By going digital, we can shape future trade landscape
We write concerning the Digital Economy Development Committee’s 12 recommendations released earlier this month.
We think the focus should be on areas of strength where business readiness is high, notably finance and trade and logistics which together account for about 45 per cent of the city’s GDP.
On finance, we are in good hands with the Hong Kong Monetary Authority’s fintech strategy launched in 2021. On trade, Hong Kong made a decent start with the trade single window, updated in its second phase last May.
But today trade is being driven by new factors which weren’t around when the single window was conceived.
The first is the geopolitics around trade which mandates traceability within supply chains, especially for products entering the US and Europe. The only way to establish robust traceability is to digitalise and track key points across the entire chain.

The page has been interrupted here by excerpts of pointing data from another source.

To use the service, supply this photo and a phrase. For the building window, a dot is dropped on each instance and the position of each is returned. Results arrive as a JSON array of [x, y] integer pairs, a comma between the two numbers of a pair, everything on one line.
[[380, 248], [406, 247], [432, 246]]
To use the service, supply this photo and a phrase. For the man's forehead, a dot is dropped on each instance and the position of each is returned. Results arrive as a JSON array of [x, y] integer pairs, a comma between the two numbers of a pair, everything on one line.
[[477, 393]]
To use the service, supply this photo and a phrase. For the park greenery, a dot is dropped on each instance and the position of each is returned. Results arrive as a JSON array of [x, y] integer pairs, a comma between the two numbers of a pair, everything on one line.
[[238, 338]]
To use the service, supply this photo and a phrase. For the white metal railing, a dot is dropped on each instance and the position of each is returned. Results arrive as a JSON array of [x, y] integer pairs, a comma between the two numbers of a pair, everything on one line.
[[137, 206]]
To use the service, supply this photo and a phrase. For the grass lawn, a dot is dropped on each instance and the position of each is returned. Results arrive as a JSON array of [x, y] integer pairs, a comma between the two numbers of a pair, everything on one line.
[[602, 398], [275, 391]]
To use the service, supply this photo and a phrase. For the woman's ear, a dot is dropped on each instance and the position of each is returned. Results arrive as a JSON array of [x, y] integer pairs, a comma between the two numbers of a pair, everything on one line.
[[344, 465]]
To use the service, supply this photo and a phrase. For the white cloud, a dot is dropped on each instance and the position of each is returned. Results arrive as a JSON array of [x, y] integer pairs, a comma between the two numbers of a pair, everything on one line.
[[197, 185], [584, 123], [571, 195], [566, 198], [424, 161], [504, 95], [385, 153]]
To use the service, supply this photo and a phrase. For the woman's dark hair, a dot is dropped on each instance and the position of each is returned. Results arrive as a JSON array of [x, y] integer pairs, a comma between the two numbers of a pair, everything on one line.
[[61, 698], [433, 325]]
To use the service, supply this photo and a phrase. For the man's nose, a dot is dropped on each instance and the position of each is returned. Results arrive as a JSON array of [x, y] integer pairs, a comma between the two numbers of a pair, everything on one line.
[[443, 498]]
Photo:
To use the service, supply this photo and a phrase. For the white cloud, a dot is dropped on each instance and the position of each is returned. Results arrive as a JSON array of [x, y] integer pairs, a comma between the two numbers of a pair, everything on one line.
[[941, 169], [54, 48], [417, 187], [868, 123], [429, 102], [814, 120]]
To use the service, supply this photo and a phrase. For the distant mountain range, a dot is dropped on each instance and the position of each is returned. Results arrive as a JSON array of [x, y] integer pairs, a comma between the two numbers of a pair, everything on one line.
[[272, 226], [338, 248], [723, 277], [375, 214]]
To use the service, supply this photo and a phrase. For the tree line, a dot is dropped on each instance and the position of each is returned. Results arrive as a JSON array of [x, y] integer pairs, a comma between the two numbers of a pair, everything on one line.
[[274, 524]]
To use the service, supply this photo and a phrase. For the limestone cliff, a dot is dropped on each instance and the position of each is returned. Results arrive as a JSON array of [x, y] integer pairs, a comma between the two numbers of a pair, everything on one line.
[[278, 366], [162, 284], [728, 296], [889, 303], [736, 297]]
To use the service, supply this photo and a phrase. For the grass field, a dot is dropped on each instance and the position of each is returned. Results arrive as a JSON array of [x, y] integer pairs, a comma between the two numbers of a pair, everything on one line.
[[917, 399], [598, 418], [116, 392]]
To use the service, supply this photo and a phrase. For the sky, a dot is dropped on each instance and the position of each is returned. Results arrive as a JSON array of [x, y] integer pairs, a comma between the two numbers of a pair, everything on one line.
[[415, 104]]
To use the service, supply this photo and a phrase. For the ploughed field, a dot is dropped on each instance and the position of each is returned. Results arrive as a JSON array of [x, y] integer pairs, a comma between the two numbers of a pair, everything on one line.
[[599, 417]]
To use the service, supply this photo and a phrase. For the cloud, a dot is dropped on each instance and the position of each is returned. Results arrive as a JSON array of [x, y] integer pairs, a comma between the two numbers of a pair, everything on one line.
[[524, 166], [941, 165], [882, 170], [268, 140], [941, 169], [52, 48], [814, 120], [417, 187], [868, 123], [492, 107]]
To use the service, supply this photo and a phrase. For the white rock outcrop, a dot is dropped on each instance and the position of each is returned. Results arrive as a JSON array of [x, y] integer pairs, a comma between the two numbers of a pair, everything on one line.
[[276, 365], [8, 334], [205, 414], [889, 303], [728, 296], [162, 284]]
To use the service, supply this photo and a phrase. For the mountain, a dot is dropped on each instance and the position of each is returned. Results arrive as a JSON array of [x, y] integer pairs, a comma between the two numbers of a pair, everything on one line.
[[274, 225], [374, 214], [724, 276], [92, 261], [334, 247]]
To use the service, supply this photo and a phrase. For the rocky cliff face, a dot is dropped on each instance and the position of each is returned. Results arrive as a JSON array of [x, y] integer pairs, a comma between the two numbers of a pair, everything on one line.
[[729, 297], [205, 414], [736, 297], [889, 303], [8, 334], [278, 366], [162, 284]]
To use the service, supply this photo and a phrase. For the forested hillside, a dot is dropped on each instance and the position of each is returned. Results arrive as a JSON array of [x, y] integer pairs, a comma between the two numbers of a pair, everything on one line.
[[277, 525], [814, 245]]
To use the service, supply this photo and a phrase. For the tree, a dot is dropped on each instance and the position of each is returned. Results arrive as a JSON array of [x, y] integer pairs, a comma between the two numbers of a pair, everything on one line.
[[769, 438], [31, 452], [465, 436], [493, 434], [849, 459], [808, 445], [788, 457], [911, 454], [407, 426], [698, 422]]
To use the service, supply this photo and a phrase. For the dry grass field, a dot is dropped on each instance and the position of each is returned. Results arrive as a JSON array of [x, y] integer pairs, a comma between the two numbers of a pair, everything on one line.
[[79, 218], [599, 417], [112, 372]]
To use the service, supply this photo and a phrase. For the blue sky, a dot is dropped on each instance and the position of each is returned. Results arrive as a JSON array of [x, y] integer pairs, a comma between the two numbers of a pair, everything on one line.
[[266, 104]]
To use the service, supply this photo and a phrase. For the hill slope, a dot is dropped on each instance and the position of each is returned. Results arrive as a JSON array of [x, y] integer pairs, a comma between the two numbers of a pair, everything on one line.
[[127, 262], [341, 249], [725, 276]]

The second is the need for speed, occasioned by the rise of mobile and e-commerce. While it is difficult to manufacture or sail ships faster, we can reduce administrative clearance time by digitalising key trade documents and securing the data chain. Traders in the UK have experienced versions of this – with border processing time reduced 80 per cent following the introduction of the Electronic Trade Documents Act in September 2023.
The French legislature has conducted hearings on legislation to legalise the use of electronic records in trade, while individual US states are considering amendments to the Uniform Commercial Code to allow the same.
What does this mean for Hong Kong? The Electronic Transactions Ordinance was recently amended to allow government notices to be sent electronically. Why not give business the same support by protecting trade documentation in digital formats?
This could be done by aligning with the Model
Law on Electronic Transferable Records under the UN Commission on International Trade Law. Putting MLETR on the legislative agenda would send a clear signal to business to make the transition, for instance, to use electronic bills of lading. It would keep Hong Kong in step with the mainland, which is already experimenting with an MLETR pilot in Shanghai, and whose civil servants have been studying MLETR for more than a year.
Nine economies have aligned with MLETR globally, with many others readying themselves for the digital trade era through MLETR. Going digital will boost trade for Hong Kong and position it to shape the future trade landscape.